On the road with Heisenberg

After the defeat of Germany in 1945, ten German scientists and engineers were interned at an English estate, Farm Hall, for over six months to find out how close the Third Reich had come to the development of a nuclear weapon. Werner Heisenberg, Otto Hahn, Max von Laue, Carl von Weizsäcker, and the others were housed, fed, and given the opportunity to talk among themselves—all the while being secretly recorded. Although most of those recordings were lost and the original shellac disks destroyed, transcripts of some of those conversations were made for British intelligence and ultimately sent to General Leslie Groves in the United States. They were declassified and released in 1992.

Staged reading of Farm Hall.

On May 7, as part of the L.S. Trimble Science Heritage Lecture Series, AIP sponsored a staged reading of a play inspired by these transcripts in Santa Fe, NM. The playwright is historian of physics David Cassidy, who is the 2014 recipient of the APS Abraham Pais Prize for History of Physics. Cassidy’s play, “Farm Hall,” has had two previous public readings, including one at the 2013 APS April Meeting in Baltimore. It will also see a limited-run stage production in New York this summer. Cassidy is best known for his scholarly biography of Heisenberg, Uncertainty: The Life and Science of Werner Heisenberg (1993), which won both the Pfizer Award of the History of Science Society and the AIP Science Communication Award. He has also published a popular biography of Heisenberg, books about J. Robert Oppenheimer, and a history of 20th-century physics.

Our thanks go out to Peter Pesic, who recruited the actors, and to Brian Schwartz, incoming chair of the APS Forum on the History of Physics. Their efforts were invaluable in bringing about this event. The impressive cast comprised student actors from St. John’s College in Santa Fe, several of them freshmen. Rory Gilchrist, a St. John’s student himself, directed the reading and played the British army officer charged with chaperoning the German scientists.
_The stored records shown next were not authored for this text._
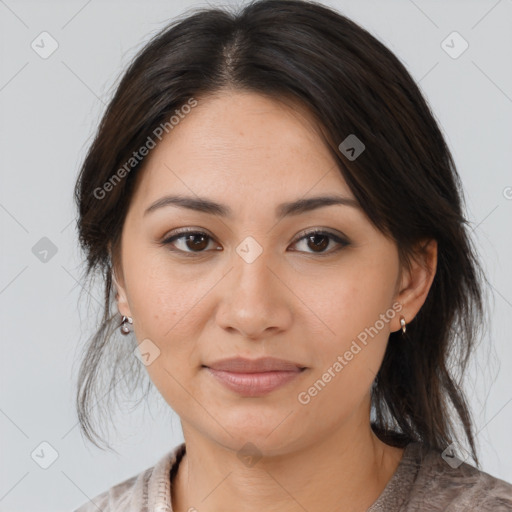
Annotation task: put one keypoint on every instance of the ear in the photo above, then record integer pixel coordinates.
(121, 295)
(415, 281)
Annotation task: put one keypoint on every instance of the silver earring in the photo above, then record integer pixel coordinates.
(125, 325)
(402, 323)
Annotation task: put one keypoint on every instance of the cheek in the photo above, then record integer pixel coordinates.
(355, 337)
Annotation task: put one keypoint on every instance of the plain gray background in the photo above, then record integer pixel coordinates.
(50, 109)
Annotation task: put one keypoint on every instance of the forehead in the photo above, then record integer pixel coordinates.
(241, 144)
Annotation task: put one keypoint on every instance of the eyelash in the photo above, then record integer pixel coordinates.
(181, 234)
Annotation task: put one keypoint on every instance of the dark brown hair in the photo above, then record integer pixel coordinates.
(405, 181)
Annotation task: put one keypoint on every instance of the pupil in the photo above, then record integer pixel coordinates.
(319, 245)
(196, 245)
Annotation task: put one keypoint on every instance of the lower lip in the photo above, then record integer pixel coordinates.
(254, 384)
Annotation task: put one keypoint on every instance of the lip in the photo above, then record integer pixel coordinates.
(254, 377)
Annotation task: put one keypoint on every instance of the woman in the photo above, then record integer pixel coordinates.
(280, 225)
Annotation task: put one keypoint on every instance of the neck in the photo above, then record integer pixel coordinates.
(343, 471)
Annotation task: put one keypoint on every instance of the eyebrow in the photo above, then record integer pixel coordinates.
(205, 205)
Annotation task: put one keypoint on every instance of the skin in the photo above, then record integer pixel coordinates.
(251, 154)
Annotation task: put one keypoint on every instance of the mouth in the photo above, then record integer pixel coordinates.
(254, 377)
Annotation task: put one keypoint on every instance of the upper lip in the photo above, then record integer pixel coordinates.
(264, 364)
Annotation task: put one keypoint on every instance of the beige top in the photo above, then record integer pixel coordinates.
(423, 481)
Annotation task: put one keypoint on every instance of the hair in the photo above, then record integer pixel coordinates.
(405, 181)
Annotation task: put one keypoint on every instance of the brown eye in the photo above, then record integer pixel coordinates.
(317, 241)
(189, 241)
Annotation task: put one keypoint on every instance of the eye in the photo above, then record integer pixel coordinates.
(319, 240)
(191, 241)
(196, 242)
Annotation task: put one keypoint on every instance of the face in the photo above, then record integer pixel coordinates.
(253, 282)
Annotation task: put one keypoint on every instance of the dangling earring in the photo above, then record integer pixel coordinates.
(125, 325)
(402, 323)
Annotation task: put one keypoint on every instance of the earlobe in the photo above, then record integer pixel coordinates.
(121, 298)
(416, 281)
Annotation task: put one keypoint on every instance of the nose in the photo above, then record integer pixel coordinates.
(255, 302)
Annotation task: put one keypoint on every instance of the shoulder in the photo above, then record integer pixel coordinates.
(447, 483)
(137, 492)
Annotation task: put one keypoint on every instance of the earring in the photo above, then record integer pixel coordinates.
(125, 325)
(402, 323)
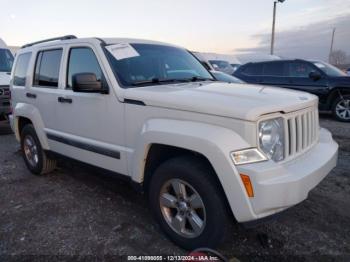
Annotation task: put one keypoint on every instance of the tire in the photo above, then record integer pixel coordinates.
(340, 114)
(200, 176)
(35, 158)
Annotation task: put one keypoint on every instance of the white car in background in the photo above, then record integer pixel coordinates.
(6, 61)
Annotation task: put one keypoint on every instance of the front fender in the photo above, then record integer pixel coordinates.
(33, 114)
(214, 142)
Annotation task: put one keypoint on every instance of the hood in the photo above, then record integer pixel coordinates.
(4, 79)
(241, 101)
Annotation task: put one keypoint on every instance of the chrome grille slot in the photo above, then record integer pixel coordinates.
(301, 131)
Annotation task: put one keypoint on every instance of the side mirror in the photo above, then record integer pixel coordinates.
(87, 83)
(315, 75)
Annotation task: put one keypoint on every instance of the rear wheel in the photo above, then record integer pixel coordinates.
(188, 203)
(341, 108)
(34, 156)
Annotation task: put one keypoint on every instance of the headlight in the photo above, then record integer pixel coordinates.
(247, 156)
(271, 138)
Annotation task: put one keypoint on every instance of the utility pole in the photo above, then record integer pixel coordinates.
(332, 43)
(273, 28)
(274, 25)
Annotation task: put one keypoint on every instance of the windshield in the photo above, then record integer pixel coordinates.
(329, 69)
(158, 64)
(6, 60)
(220, 63)
(225, 77)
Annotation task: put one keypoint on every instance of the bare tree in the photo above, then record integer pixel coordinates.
(337, 57)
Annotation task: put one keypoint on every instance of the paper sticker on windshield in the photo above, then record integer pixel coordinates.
(122, 51)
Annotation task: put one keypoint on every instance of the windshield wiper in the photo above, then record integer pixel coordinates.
(159, 81)
(198, 78)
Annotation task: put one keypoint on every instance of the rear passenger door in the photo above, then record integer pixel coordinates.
(44, 86)
(88, 126)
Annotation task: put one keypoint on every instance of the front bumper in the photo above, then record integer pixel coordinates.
(278, 186)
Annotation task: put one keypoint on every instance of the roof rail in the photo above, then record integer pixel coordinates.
(66, 37)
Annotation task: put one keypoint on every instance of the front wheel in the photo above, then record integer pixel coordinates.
(341, 108)
(34, 156)
(188, 203)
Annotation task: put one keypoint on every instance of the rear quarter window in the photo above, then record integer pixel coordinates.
(21, 68)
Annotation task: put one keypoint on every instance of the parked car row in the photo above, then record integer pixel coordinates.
(330, 84)
(205, 152)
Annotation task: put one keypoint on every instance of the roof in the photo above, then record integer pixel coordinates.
(73, 39)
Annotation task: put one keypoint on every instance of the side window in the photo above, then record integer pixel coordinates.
(299, 69)
(47, 68)
(82, 60)
(274, 69)
(21, 69)
(253, 70)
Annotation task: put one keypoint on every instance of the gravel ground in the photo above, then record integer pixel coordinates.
(78, 213)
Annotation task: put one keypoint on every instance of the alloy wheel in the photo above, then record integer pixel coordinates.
(182, 208)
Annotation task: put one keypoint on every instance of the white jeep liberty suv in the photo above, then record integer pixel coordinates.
(203, 151)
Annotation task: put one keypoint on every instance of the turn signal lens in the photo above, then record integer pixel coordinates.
(248, 185)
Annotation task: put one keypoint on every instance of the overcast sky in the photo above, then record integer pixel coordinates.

Evan Coral played Heisenberg, Anthony Risolio II played von Weizsäcker, Jamison Gilmour played Walter Gerlach, Zachary Thomas played Kurt Diebner, Conner Groat played Otto Hahn and Samuel Goudsmit, Jane Vick played Elisabeth Heisenberg, and Brett Ethridge was the voice of the BBC reporter who announced the explosion of the atom bomb over Hiroshima. They managed a superb performance on top of finishing the requirements of the academic year!

After the play, the audience asked many questions: about Heisenberg, about events during and after the war, and about the process of the historian turned playwright. As a historian, Cassidy has dedicated most of his career to getting the facts straight and telling the stories of physics faithfully and in detail. But that does not make good drama. Drama needs character, conflict, and catharsis. He referred to Aristotle’s theory of drama as shaping his own transition. Characters in drama must be good, appropriate, realistic, and consistent. That leaves room for invention not allowed in history. Hence, conversations may be shifted in chronology in a play and sometimes may even be shifted from one person to another if it adds to the story. Historians don’t have that freedom. No matter how much creativity the playwright exercises, however, the story and the characters must ring true. Heisenberg is still Heisenberg. Diebner is still Diebner. And the bomb was still developed by the Manhattan Project and not by the Germans.

The night after the performance, AIP held a reception for some of Santa Fe’s and Los Alamos’ many supporters of the AIP History Programs. Under the guidance of our Chief Development Officer, Richee-Lori Smith, and the Physics Resource Center’s Development Board, AIP has launched its two-million-dollar “Physics Heritage & Promise” campaign. As part of this campaign, we are getting to better know our many friends and supporters around the country. Taking this play “on the road” allowed us to highlight the Trimble lecture public outreach effort. We thank Development Board member Ruth Howes and her husband Bob for opening their century-old adobe house to us and hosting this reception. We also thank former AIP Governing Board Chair Hans Frauenfelder for his welcoming remarks, personal stories, and warm support of AIP’s History Programs and this campaign to fully endow critical elements of these programs.

More news about the Physics Heritage & Promise development campaign will appear in later issues of AIP Matters. The reading of “Farm Hall” and the reception in Santa Fe have set a high standard for future events.